Dependability is a property of a computer system to deliver services that can be justifiably trusted. Formal modelling and verification techniques are widely used for development of dependable computer-based systems to gain confidence in the correctness of system design. Such techniques include Event-B-a state-based formalism that enables development of systems correct-by-construction. While Event-B offers a scalable approach to ensuring functional correctness of a system, it leaves aside modelling of non-functional critical properties, e.g., reliability and responsiveness, that are essential for ensuring dependability of critical systems.
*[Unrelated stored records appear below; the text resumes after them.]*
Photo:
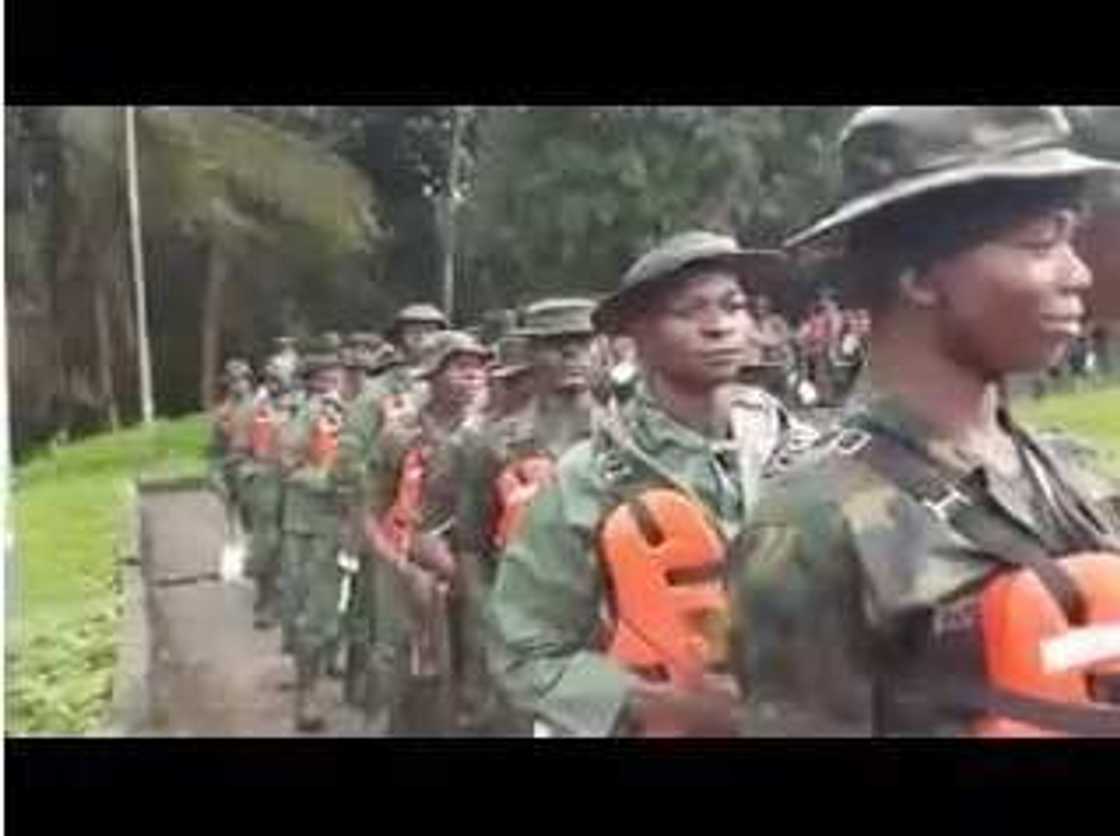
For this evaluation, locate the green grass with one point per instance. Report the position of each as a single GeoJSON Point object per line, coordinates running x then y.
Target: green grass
{"type": "Point", "coordinates": [72, 510]}
{"type": "Point", "coordinates": [1092, 415]}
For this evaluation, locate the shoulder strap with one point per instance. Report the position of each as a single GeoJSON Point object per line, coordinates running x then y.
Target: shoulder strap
{"type": "Point", "coordinates": [953, 503]}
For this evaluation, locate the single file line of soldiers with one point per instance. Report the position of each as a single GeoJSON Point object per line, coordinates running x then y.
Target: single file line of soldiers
{"type": "Point", "coordinates": [603, 530]}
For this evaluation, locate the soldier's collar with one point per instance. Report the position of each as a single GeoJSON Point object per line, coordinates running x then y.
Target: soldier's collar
{"type": "Point", "coordinates": [893, 415]}
{"type": "Point", "coordinates": [658, 429]}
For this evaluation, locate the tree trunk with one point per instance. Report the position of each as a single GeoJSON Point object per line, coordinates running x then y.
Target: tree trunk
{"type": "Point", "coordinates": [104, 351]}
{"type": "Point", "coordinates": [217, 270]}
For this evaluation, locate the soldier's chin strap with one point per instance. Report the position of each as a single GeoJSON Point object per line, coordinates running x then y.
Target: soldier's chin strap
{"type": "Point", "coordinates": [1002, 540]}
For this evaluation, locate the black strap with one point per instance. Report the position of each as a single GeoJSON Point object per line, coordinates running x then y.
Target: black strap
{"type": "Point", "coordinates": [1002, 540]}
{"type": "Point", "coordinates": [999, 537]}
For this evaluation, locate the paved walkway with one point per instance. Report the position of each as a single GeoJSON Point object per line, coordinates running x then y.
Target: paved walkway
{"type": "Point", "coordinates": [212, 674]}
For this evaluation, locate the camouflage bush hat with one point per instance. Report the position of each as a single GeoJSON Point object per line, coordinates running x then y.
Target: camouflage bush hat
{"type": "Point", "coordinates": [672, 257]}
{"type": "Point", "coordinates": [322, 352]}
{"type": "Point", "coordinates": [557, 317]}
{"type": "Point", "coordinates": [383, 358]}
{"type": "Point", "coordinates": [358, 350]}
{"type": "Point", "coordinates": [447, 345]}
{"type": "Point", "coordinates": [512, 356]}
{"type": "Point", "coordinates": [889, 155]}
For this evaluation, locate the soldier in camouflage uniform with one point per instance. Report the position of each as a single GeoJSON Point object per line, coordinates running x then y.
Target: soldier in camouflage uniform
{"type": "Point", "coordinates": [417, 570]}
{"type": "Point", "coordinates": [683, 304]}
{"type": "Point", "coordinates": [286, 356]}
{"type": "Point", "coordinates": [559, 415]}
{"type": "Point", "coordinates": [310, 575]}
{"type": "Point", "coordinates": [859, 579]}
{"type": "Point", "coordinates": [390, 374]}
{"type": "Point", "coordinates": [512, 383]}
{"type": "Point", "coordinates": [230, 455]}
{"type": "Point", "coordinates": [264, 489]}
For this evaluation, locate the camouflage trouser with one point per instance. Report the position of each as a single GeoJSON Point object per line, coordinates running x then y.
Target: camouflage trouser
{"type": "Point", "coordinates": [264, 494]}
{"type": "Point", "coordinates": [474, 688]}
{"type": "Point", "coordinates": [358, 627]}
{"type": "Point", "coordinates": [309, 586]}
{"type": "Point", "coordinates": [414, 703]}
{"type": "Point", "coordinates": [477, 693]}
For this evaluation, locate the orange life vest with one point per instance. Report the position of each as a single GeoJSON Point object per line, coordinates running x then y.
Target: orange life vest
{"type": "Point", "coordinates": [262, 434]}
{"type": "Point", "coordinates": [1030, 648]}
{"type": "Point", "coordinates": [323, 447]}
{"type": "Point", "coordinates": [393, 532]}
{"type": "Point", "coordinates": [664, 560]}
{"type": "Point", "coordinates": [515, 485]}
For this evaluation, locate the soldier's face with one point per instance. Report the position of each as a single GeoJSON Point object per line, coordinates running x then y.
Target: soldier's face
{"type": "Point", "coordinates": [416, 337]}
{"type": "Point", "coordinates": [326, 380]}
{"type": "Point", "coordinates": [697, 335]}
{"type": "Point", "coordinates": [1013, 303]}
{"type": "Point", "coordinates": [563, 362]}
{"type": "Point", "coordinates": [462, 381]}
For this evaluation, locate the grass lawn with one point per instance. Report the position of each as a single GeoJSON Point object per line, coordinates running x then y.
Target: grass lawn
{"type": "Point", "coordinates": [1092, 415]}
{"type": "Point", "coordinates": [71, 510]}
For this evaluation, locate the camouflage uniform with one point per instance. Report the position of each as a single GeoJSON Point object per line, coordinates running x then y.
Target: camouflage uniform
{"type": "Point", "coordinates": [859, 579]}
{"type": "Point", "coordinates": [549, 610]}
{"type": "Point", "coordinates": [846, 583]}
{"type": "Point", "coordinates": [544, 426]}
{"type": "Point", "coordinates": [310, 575]}
{"type": "Point", "coordinates": [388, 377]}
{"type": "Point", "coordinates": [264, 491]}
{"type": "Point", "coordinates": [548, 600]}
{"type": "Point", "coordinates": [230, 451]}
{"type": "Point", "coordinates": [412, 652]}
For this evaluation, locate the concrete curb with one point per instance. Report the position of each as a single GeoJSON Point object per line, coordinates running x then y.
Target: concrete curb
{"type": "Point", "coordinates": [168, 484]}
{"type": "Point", "coordinates": [130, 709]}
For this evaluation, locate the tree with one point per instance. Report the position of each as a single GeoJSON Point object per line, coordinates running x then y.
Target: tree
{"type": "Point", "coordinates": [565, 197]}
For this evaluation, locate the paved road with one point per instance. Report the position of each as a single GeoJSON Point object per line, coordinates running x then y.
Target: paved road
{"type": "Point", "coordinates": [213, 675]}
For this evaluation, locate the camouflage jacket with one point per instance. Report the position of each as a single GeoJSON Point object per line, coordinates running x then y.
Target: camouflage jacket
{"type": "Point", "coordinates": [310, 504]}
{"type": "Point", "coordinates": [357, 443]}
{"type": "Point", "coordinates": [407, 426]}
{"type": "Point", "coordinates": [483, 453]}
{"type": "Point", "coordinates": [547, 607]}
{"type": "Point", "coordinates": [848, 590]}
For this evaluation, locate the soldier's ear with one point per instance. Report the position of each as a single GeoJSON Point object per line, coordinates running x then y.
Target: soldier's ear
{"type": "Point", "coordinates": [915, 291]}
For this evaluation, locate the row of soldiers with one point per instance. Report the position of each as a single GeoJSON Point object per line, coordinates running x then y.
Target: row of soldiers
{"type": "Point", "coordinates": [683, 556]}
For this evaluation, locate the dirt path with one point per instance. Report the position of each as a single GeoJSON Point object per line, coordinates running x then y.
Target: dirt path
{"type": "Point", "coordinates": [213, 675]}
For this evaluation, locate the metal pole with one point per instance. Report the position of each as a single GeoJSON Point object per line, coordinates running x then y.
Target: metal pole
{"type": "Point", "coordinates": [147, 402]}
{"type": "Point", "coordinates": [448, 213]}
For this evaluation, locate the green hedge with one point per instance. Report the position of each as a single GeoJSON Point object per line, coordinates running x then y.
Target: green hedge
{"type": "Point", "coordinates": [72, 511]}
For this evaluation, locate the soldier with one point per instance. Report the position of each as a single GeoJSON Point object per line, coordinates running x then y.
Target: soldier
{"type": "Point", "coordinates": [230, 453]}
{"type": "Point", "coordinates": [511, 379]}
{"type": "Point", "coordinates": [566, 643]}
{"type": "Point", "coordinates": [878, 587]}
{"type": "Point", "coordinates": [389, 378]}
{"type": "Point", "coordinates": [283, 351]}
{"type": "Point", "coordinates": [412, 330]}
{"type": "Point", "coordinates": [365, 358]}
{"type": "Point", "coordinates": [502, 465]}
{"type": "Point", "coordinates": [310, 575]}
{"type": "Point", "coordinates": [412, 505]}
{"type": "Point", "coordinates": [264, 488]}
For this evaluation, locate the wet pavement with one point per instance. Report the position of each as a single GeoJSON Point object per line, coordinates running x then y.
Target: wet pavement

Both reliability, i.e., the probability of the system to function correctly over a given period of time, and responsiveness, i.e., the probability of the system to complete execution of a requested service within a given time bound, are defined as quantitative stochastic measures. In this paper, we propose an extension of the Event-B semantics to enable stochastic reasoning about dependability-related non-functional properties of cyclic systems. We define the requirements that a cyclic system should satisfy and introduce the notions of reliability and responsiveness refinement. Such an extension integrates reasoning about functional correctness and stochastic modelling of non-functional characteristics into the formal system development. It allows the designer to ensure that a developed system does not only correctly implement its functional requirements but also satisfies given non-functional quantitative constraints.